For them, too, are the stories of building friendships and coping with the minor treacheries and betrayals school life brings. The relationship that gradually builds – at her formidable insistence – between Dion and wheelchair-user Esperanza (Sammy Haney, another revelatory child actor, who has brittle bone disease) is particularly touching. In one episode, a storyline revolves around him learning why he should not use his powers to levitate her against her will. You can imagine it starting many an interesting and potentially valuable discussion among watching families.
Michael B Jordan does double duty as the show’s executive producer and Dion’s late father (though his body was never found, folks! Just saying.) He is seen in flashback and was a man always on the hunt for new discoveries and a bit of a Heath Robinson-esque inventor in his garage. He supposedly died saving a stranger, Charlotte Tuck, during a hurricane, though when Nicole finds Tuck’s name and number – uh – tucked away in an old shirt of her husband’s as she clutches it for comfort, the mystery of quite what happened deepens.

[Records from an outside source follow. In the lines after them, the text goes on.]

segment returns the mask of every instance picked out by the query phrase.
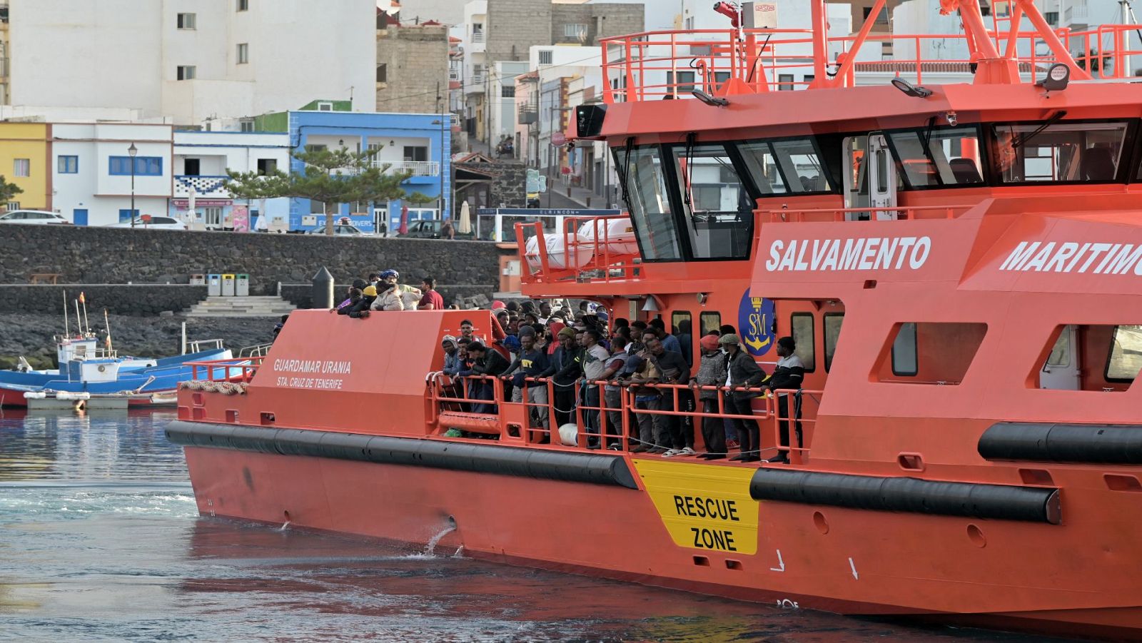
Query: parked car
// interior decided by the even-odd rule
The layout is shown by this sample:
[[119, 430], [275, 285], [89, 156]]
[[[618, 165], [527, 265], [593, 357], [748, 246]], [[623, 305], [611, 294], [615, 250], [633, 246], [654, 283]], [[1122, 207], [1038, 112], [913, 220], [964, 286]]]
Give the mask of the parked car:
[[186, 224], [175, 217], [135, 217], [135, 225], [130, 219], [111, 224], [107, 227], [145, 227], [147, 230], [186, 230]]
[[[319, 225], [317, 227], [306, 231], [306, 234], [325, 234], [325, 226]], [[361, 232], [355, 225], [347, 224], [336, 224], [333, 226], [335, 236], [368, 236], [365, 233]]]
[[[415, 222], [409, 222], [409, 232], [402, 234], [401, 236], [408, 236], [411, 239], [440, 239], [440, 228], [443, 225], [444, 219], [417, 219]], [[452, 230], [456, 230], [456, 222], [452, 222]], [[476, 233], [469, 232], [467, 234], [460, 234], [460, 232], [457, 231], [455, 239], [474, 241], [476, 239]]]
[[23, 223], [37, 225], [71, 225], [71, 222], [59, 212], [43, 210], [13, 210], [0, 215], [0, 223]]

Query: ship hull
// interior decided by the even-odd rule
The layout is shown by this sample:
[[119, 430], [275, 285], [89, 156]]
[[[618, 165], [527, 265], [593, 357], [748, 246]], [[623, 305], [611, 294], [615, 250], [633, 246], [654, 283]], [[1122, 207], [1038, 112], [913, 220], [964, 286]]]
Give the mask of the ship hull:
[[[1091, 580], [1099, 570], [1030, 554], [1035, 538], [1021, 545], [1015, 532], [1008, 538], [990, 522], [983, 523], [995, 535], [990, 547], [980, 547], [963, 536], [964, 519], [762, 503], [758, 547], [742, 555], [679, 547], [641, 483], [628, 489], [191, 445], [186, 460], [202, 515], [408, 544], [455, 525], [437, 550], [463, 547], [481, 560], [787, 609], [1142, 637], [1142, 609], [1120, 604], [1135, 592], [1115, 590], [1115, 580], [1100, 590], [1096, 579], [1073, 589], [1062, 577]], [[814, 511], [829, 516], [828, 533], [814, 525]]]

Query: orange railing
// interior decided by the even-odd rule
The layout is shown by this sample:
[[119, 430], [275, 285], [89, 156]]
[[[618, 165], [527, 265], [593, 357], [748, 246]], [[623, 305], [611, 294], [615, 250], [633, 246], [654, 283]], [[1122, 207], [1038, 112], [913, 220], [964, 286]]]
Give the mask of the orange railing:
[[[1059, 29], [1053, 35], [1093, 77], [1127, 79], [1131, 57], [1142, 55], [1142, 50], [1132, 49], [1129, 43], [1131, 34], [1139, 29], [1142, 27], [1113, 24], [1081, 32]], [[1037, 31], [1012, 34], [1008, 30], [995, 30], [988, 31], [988, 37], [1030, 82], [1038, 81], [1056, 62]], [[971, 79], [980, 62], [971, 56], [964, 33], [868, 33], [827, 37], [825, 42], [835, 54], [823, 63], [823, 74], [819, 74], [811, 30], [648, 31], [604, 38], [600, 40], [605, 75], [603, 99], [617, 103], [692, 98], [694, 89], [717, 95], [730, 79], [738, 79], [755, 93], [807, 86], [852, 87], [858, 85], [858, 77], [870, 74], [901, 75], [918, 83], [932, 73], [959, 72]], [[885, 46], [892, 50], [887, 59], [883, 57]], [[814, 78], [806, 81], [805, 77]], [[862, 85], [887, 82], [880, 77]]]
[[[609, 222], [629, 220], [627, 215], [604, 215], [598, 217], [566, 217], [563, 230], [544, 233], [544, 224], [517, 223], [515, 238], [518, 244], [523, 283], [544, 283], [564, 280], [614, 281], [637, 276], [638, 252], [617, 251], [617, 247], [633, 246], [634, 235], [617, 239], [611, 235]], [[581, 231], [592, 233], [585, 238]], [[548, 239], [562, 243], [557, 247], [562, 257], [553, 256], [547, 247]], [[536, 238], [536, 252], [529, 254], [526, 246]]]
[[[771, 223], [954, 219], [974, 206], [894, 206], [891, 208], [817, 208], [762, 210]], [[850, 215], [866, 218], [852, 218]]]

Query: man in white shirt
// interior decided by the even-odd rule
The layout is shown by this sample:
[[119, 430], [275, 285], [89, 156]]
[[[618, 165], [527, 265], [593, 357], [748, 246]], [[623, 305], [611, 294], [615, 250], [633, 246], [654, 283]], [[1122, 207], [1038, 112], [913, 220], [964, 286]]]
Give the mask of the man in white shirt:
[[582, 332], [582, 376], [584, 376], [584, 425], [586, 425], [588, 449], [598, 449], [598, 408], [600, 395], [597, 384], [587, 384], [596, 379], [602, 379], [606, 372], [606, 359], [611, 354], [600, 344], [601, 336], [597, 330], [585, 330]]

There might not be much, narratively, that is new to adult viewers – but is there ever? Still, it is a fresh twist and the evocation of incorruptible Spielbergian innocence that is maintained by centring the show on such young protagonists is restorative to the ageing, battered soul, even if the head cries out that it could have been compressed into six episodes to no detriment and probably quite some benefit. For younger viewers it will all be new. And, as with all superhero stories, suitably ancient at the same time. That is their ageless delight.